For the first time in years, the Final Four of the NCAA Men’s Basketball Tournament consists entirely of perennial programs.
There have been no VCUs or George Masons this year. Every double-digit seed has been denied entrance to the Elite Eight and Final Four. Butler and Richmond didn’t even bother coming to the dance. There hasn’t been a mid-major coach who’s become the hottest commodity on the market due to a team’s tournament success, à la Shaka Smart of VCU and Brad Stevens of Butler.
In the last few years, there has been a small school that no one outside its home state knows of, who goes against the odds and flips the whole tournament on its head. This phenomenon is known as a “Cinderella story.”
But it hasn’t been the case this year. The added total of seeding of this year’s Final Four is only nine, compared to last year’s 26. It’s been a good year for the big dogs, and a bad year for those who love when the giants fall.
To be fair, this tournament hasn’t been completely devoid of upsets; the second round featured two major upsets: Norfolk State upending Missouri, becoming the fifth 15 seed to ever beat a two seed, and Lehigh beating Duke just hours later to be the sixth. However, neither made it past the second round.
It’s possible the tournament needs a Cinderella team in order to enliven the atmosphere. There hasn’t been a single buzzer-beater, there have been more games decided by 13-plus points than games decided by one possession, and no mid-major made it past the Sweet 16. Collectively, it has been an unexciting tournament.
Maybe I sound like a bitter bracketeer who loves seeing one seeds fall even more than seeing my bracket stay unblemished, but this has been par for the course this year in college sports — even college football’s Cinderella team, Oklahoma State, was denied a bid to the National Championship Game so another powerhouse program could win in its place.
There might be something about New Orleans and its Mercedes-Benz Superdome that draws in the big names.
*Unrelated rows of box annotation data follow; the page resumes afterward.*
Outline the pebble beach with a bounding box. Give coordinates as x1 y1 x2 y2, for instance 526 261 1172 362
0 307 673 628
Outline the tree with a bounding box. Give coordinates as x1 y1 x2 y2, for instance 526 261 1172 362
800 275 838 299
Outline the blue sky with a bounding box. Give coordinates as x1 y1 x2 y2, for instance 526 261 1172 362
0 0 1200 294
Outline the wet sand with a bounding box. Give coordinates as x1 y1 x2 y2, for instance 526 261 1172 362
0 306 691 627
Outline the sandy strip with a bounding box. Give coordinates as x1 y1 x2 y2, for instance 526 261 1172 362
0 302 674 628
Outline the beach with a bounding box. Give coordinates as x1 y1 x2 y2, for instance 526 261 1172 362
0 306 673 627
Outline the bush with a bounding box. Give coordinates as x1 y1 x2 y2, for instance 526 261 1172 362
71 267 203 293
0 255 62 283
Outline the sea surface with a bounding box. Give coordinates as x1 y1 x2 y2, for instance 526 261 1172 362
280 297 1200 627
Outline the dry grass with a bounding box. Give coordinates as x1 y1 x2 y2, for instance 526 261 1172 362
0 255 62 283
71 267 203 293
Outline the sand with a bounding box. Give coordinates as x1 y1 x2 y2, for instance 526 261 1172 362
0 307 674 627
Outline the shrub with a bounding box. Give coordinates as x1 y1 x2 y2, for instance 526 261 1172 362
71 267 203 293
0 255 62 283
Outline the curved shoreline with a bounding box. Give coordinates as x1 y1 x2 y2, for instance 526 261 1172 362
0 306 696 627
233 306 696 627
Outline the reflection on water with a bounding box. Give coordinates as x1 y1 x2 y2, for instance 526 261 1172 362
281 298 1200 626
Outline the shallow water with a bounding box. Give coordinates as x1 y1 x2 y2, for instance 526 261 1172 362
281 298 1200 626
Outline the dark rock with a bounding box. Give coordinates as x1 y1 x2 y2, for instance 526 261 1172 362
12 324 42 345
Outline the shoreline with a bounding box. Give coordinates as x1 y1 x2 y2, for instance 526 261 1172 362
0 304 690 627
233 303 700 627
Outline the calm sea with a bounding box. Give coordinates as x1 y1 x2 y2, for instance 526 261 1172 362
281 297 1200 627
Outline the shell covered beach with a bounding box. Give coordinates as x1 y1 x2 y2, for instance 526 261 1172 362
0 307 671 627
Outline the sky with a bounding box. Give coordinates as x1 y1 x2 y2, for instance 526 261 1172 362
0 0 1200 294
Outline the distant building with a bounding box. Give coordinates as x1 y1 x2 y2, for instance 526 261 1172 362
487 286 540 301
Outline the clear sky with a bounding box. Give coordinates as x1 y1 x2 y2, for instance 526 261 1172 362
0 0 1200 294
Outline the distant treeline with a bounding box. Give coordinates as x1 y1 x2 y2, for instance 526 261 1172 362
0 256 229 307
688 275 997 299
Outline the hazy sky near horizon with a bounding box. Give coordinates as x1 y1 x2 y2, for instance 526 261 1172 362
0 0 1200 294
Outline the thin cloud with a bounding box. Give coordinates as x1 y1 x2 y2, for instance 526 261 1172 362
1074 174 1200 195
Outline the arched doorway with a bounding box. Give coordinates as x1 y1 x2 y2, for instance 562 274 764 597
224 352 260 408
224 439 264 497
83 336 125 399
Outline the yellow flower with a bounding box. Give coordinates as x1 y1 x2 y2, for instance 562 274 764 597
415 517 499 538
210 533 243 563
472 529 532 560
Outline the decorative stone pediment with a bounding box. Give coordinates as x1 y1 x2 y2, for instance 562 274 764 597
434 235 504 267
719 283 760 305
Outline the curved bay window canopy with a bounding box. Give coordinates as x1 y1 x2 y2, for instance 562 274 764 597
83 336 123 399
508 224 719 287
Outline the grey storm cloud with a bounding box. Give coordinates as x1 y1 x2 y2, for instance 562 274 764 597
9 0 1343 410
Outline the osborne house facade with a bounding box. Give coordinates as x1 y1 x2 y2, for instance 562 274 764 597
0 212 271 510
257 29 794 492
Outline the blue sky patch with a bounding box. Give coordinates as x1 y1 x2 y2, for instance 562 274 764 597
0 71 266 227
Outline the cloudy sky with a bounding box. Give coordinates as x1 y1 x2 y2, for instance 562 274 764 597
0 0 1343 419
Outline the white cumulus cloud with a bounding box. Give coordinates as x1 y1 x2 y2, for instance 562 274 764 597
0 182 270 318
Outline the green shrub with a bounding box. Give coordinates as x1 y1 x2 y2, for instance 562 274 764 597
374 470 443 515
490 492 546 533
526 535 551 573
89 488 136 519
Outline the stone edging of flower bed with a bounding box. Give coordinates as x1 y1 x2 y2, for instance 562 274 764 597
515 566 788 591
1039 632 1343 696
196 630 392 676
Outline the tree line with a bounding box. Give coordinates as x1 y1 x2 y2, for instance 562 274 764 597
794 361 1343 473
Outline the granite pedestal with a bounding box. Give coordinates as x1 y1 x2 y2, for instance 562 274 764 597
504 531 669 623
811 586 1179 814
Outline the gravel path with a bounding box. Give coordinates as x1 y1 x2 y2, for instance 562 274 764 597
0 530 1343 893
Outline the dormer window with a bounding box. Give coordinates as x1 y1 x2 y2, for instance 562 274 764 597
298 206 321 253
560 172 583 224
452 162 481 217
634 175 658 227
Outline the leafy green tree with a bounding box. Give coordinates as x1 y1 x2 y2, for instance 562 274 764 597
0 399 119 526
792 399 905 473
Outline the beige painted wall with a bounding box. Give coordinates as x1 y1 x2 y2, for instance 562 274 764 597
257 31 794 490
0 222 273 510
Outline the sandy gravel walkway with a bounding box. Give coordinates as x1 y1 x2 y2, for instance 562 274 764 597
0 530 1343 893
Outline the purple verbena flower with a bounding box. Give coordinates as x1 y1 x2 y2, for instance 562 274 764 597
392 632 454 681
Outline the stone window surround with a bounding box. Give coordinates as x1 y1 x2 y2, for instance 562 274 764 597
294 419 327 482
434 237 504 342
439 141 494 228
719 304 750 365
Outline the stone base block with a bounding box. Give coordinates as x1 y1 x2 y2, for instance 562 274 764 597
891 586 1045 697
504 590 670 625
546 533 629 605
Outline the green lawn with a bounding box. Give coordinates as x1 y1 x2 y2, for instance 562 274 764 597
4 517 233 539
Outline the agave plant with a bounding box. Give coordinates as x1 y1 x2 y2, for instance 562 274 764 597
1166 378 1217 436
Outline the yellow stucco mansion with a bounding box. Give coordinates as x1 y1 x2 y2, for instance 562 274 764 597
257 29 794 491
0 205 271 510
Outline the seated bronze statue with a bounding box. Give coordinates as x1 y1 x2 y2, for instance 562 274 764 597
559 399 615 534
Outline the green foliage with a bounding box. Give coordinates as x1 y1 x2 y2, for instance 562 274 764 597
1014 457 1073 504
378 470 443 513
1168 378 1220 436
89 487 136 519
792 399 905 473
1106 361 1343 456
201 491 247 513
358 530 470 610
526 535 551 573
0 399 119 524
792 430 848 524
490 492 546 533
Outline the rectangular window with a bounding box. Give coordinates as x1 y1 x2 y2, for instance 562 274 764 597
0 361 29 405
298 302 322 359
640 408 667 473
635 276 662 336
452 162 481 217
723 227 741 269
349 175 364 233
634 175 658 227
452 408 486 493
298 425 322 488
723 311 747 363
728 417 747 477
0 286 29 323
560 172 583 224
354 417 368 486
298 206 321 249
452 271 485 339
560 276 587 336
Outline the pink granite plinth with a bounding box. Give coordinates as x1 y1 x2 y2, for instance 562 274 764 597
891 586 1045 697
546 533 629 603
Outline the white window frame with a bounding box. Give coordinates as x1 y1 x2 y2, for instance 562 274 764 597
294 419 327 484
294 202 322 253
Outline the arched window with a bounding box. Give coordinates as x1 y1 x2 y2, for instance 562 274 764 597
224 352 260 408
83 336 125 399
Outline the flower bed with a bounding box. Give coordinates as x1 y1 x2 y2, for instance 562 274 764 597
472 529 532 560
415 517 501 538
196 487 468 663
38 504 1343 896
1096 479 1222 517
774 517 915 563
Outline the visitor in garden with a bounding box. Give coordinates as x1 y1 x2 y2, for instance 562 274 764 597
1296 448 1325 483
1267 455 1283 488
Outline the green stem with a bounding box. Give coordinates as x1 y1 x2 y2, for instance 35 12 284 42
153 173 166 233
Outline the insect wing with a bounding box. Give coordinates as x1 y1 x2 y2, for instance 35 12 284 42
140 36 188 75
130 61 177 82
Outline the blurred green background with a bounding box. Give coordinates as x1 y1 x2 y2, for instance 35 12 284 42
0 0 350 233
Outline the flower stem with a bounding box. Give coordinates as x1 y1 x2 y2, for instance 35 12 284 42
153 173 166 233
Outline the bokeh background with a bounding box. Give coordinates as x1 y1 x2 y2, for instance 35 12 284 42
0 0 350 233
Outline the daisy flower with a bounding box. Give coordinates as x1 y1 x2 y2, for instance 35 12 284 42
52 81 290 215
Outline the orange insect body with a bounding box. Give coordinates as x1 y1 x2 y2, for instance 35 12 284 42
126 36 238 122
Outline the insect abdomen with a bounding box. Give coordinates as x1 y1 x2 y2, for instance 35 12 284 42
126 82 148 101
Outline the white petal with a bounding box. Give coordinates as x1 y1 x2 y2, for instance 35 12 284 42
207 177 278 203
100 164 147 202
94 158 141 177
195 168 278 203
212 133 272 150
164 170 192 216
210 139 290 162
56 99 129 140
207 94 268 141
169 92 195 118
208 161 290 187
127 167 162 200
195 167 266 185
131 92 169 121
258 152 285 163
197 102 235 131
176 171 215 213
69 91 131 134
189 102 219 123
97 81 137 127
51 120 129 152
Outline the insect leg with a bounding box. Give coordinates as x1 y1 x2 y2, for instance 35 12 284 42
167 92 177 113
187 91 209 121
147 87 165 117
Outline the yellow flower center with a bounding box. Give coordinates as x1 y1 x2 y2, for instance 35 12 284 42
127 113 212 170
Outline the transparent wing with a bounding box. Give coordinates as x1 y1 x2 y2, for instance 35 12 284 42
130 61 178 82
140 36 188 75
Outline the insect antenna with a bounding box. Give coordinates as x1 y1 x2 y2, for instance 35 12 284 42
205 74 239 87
The 2003 Final Four was a field of powerhouses, most notably Carmelo Anthony and the champion Syracuse Orange. The 2012 BCS National Championship game may have had nearly ten first-round picks in the NFL draft between the two teams, and this year’s Final Four might be a preview showing of a number of lottery picks in the NBA draft as well.
Even though Cinderella missed her carriage’s departure, the remaining games will still be worth watching. The rosters of Louisville, Kentucky, Ohio State and Kansas are filled with All-Americans, Player of the Year Finalists and All-Conference First-Team players.
No. 1 overall seed Kentucky highlights the Final Four and is the favorite to win it all, and it’s with good reason. The Wildcats’ “one-and-done” approach to recruiting is controversial and breeds a lack of team unity (imagine if DeMarcus Cousins and John Wall were still on this team), but there are no such signs of it this year. Freshmen Anthony Davis and Michael Kidd-Gilchrist are likely to be the first two players selected in the 2012 NBA draft, but right now, they’re fueling a very dangerous Kentucky squad and they both make everyone on the floor better.
Standing in the way of Kentucky is in-state rival Louisville. After a stunning loss in the second round last year, Rick Pitino’s Cardinals have been on a warpath, winning the 2012 Big East Tournament and upending teams like Florida and Michigan State en route to New Orleans.
There’s certainly no love lost between John Calipari and Rick Pitino, and it will show on the court Saturday. Louisville gave Kentucky all it could handle earlier in the year before losing 69-62 in Lexington. Calipari lacks a national title in his repertoire, and what success he has had has been nullified due to scandals, vacations and NCAA violations. Meanwhile, Rick Pitino hung up a title banner for Kentucky in 1996, and will be looking to do the same for Louisville. Pitino wants to stamp his ticket into the Hall of Fame, and Calipari wants to show that he can win without a scandal tainting his accomplishments.
Kansas’ rocky start to the year didn’t stop it from going on and earning a two seed, and it’ll face fellow two seed Ohio State in the Final Four. When the teams met back in December, the Buckeyes were without forward Jared Sullinger, and as a result, Kansas forward Thomas Robinson had a feeding frenzy on the stat sheet and led the Jayhawks to a 78-67 victory.
This game is full of star players like Sullinger, Robinson, Tyshawn Taylor and William Buford. Sullinger and Robinson will be assigned to guard one another, which will absolutely be the matchup to watch. Can Sullinger’s physical dominance be able to stop Robinson’s freakish athleticism, or will it be the other way around? This battle between All-Americans could decide the winner.
With only three games left undecided, it’s shaping up to be a wild finish, despite the lack of an underdog. The coaches, players and programs remaining are the best the sport has to offer, and these Final Four matchups will be like watching Joe Frazier and Muhammad Ali duke it out. Regardless of which two teams live to play in the championship on Wednesday, we as fans are in for a thrilling conclusion to another classic tournament.